But when she stripped off for an erotic dancing session, she appeared to have several families behind her. Jamaica? No, she quite inexplicably did it of her own accord.Then there was Maggie, a shy cat-lover from Nottingham, who braved Hedonism II on her own. Luckily, she bumped into extrovert American Pat, whom she knew from a previous visit. Pat had arrived for body art week, "a celebration of piercing and tattooing".
She showed us a portrait of her father, who died when she was 12, but lives on both in her memory and underneath her right breast "I really am a walking Monet," said Pat, proudly. The Royal Academy missed a trick there.Pleasure Island exemplifies a growing trend in TV - to sidestep the regulators by presenting full-frontal and sometimes pre-watershed nudity as part of above-board documentaries about naturism. Naturist resorts have long doubled as peep-shows - at my all-boys' school, copies of Health & Efficiency magazine had a black-market value of at least 100 Bazooka Joes - but it's a bit pathetic all the same. Channel 5 is pubic enemy No.1, of course, but the others aren't far behind.Still, it can be most reassuring to see real naked bodies wobbling and jiggling, if only to counter the effect of all that unreasonable tautness in TV drama.
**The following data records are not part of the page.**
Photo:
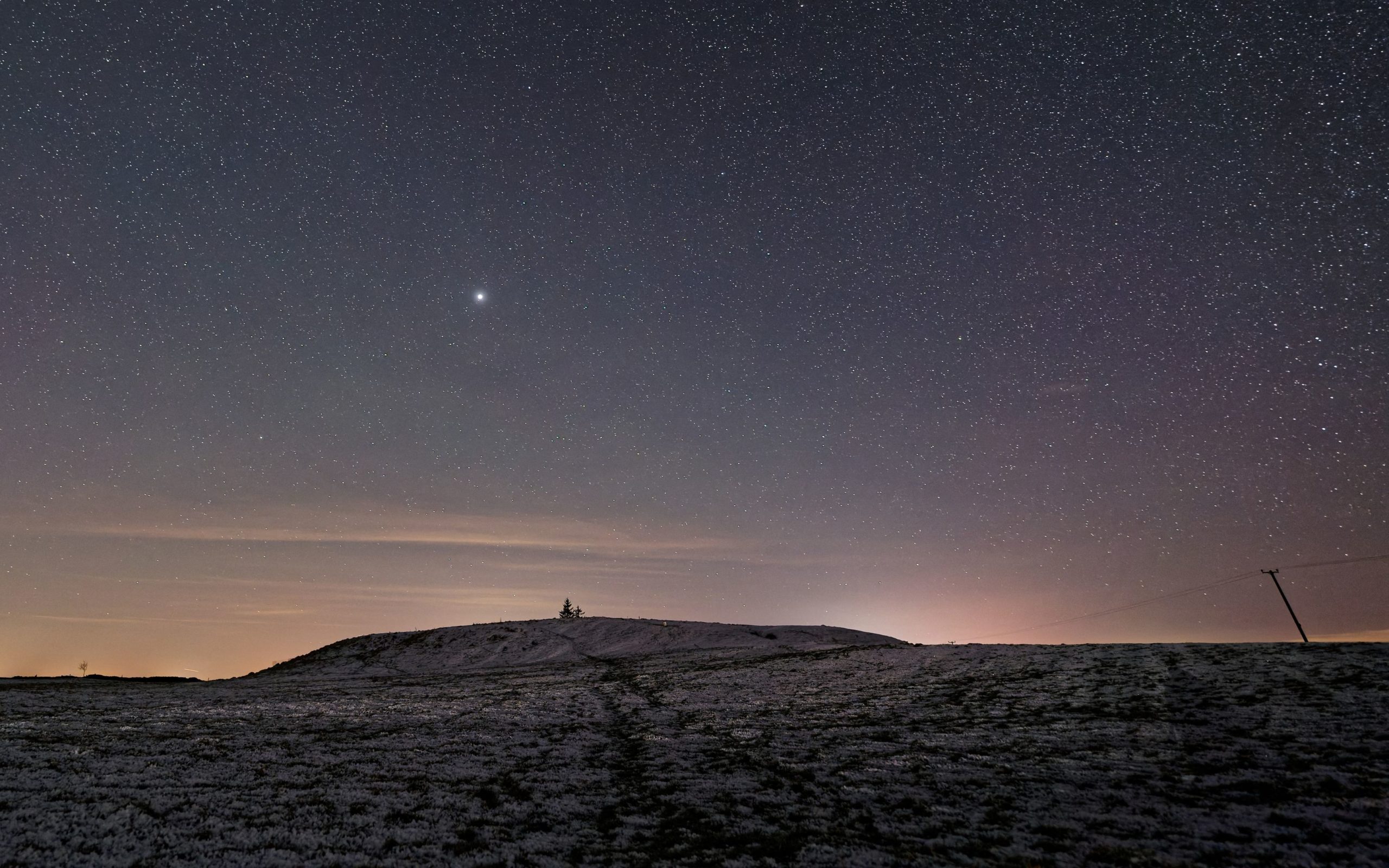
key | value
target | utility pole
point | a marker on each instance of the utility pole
(1273, 574)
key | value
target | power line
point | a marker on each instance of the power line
(1180, 593)
(1125, 608)
(1350, 560)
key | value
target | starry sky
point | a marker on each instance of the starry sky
(941, 320)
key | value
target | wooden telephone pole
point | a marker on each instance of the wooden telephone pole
(1273, 574)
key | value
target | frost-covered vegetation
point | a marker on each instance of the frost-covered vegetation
(846, 756)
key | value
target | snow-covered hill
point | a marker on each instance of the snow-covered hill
(480, 646)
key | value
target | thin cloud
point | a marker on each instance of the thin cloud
(390, 525)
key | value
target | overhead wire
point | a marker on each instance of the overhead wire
(1174, 595)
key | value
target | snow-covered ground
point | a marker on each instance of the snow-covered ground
(1254, 755)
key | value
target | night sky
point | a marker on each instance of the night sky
(924, 318)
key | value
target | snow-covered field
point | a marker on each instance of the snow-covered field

The tautest drama of all is Queer As Folk (Channel 4), which I'm bound to say has grown on me considerably. It is witty and engaging, but I wouldn't want to watch with Mother. The sex scenes would leave her - as, bless her, she is wont to say when gamely attempting to slip into the modern vernacular - "absolutely gobstopped".Speaking of which, there was some exceedingly graphic fellatio last week, between Stuart and Nathan.
Nathan is the 15-year-old schoolboy, the series' most controversial character but also its weakest link. For the young lad who plays Nathan, while great at simulating blow-jobs, can't act for toffee. Even more disconcertingly, he looks, in a certain light, uncannily like the young John Boy Walton. It will never again seem quite the same watching John Boy innocently thumbing a lift up Walton's Mountain. And with Queer As Folk's homosexual orgies in mind, the celebrated goodnight sequence in The Waltons now takes on an entirely fresh significance.